No decisions were made Monday, as the Commission tabled the proposal for further review.

City staff had proposed the idea of opening up the southernmost block of the Avenue to a broader range of businesses to help fill in vacancies. But that aroused the rancor of some commissioners, and a string of business owners and residents spoke up at the meeting in protest.

Exactly how different that block would look after changing business permitting for office-based businesses from conditional use to permitted use dominated the discussion.

“A month doesn’t go by that some hairdresser just has to have their salon on Park Avenue,” Planning Director Jeff Briggs said. “This ordinance would allow that. Gary Lambert [salon] isn’t hurting this particular block of Park Avenue.”

Briggs said that such a change may help longtime vacancies that had been hard to fill.

“Are you saying nothing has been turned down in the past five years?” Commissioner Sarah Sprinkel asked about the possibility that owners or the city were being picky with tenants. “They’ve been sitting empty for quite some time.”

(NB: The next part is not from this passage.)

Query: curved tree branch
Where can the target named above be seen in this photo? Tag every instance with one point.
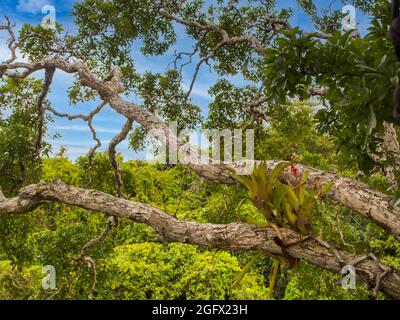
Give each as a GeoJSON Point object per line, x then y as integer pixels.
{"type": "Point", "coordinates": [233, 236]}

Briggs said that a few potential suitors, including restaurants Five Guys and World of Beer, have been turned down in the past.

Commissioner Tom McMacken said that when the right business comes along, and the city approves, they’ve done well on that section of the avenue.

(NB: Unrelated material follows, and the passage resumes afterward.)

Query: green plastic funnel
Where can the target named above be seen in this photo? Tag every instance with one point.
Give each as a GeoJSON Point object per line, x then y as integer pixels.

“We just had a new burger place (BurgerFi) go in [on the block in question], and I thought 4Rivers had moved in,” McMacken said, citing the popular Winter Park restaurant. “We had a line almost around the corner.”

McMacken suggested that if a unique business such as Kennedy’s All-American Barber Club were to petition the city for a conditional use on that block, he’d be happy to listen.

But resident and Park Avenue property owner Woody Woodall was more blunt, calling into question the appearance of the empty buildings, and blaming the owners for the vacancies.

“If they choose not to make that building look attractive, and sublet it out to pare down to a more attractive size, then they’re never going to rent that out,” the longtime property owner said.

John Dowd, a longtime city board member and past president of the Park Avenue Area Association, agreed.

“The only property that is vacant belongs to one property owner,” he said. “I wonder if that particular property owner is making an effort to lease those buildings anyway.”

Commissioner Carolyn Cooper suggested that problem may right itself soon, with a slowly rising economy and the construction of a new hotel nearby.

“We’re pulling out of an economic decline, the Alfond Inn is going in, and people are going to be walking up and down that block,” Cooper said. “This is not the time to diminish the zoning requirements there.”

The discussion was tabled until the city’s Economic Development Advisory Board could review it. A date has not been set for it to return to the Commission. But before discussion ended, Woodall asked the Commission to look down the road to a neighborhood next door.

“If you want to see what this is going to do, it’s very easy to go over to Baldwin Park and see,” he said. “They have lured away our best retailers and one of our biggest employers. What don’t they have? They don’t have customers. Why? Because who wants to walk down a street and look in a chiropractor’s window? They have killed themselves. The new rules are going to ruin that avenue and you are never going to recover from it. It’ll ruin that part of that street forever.”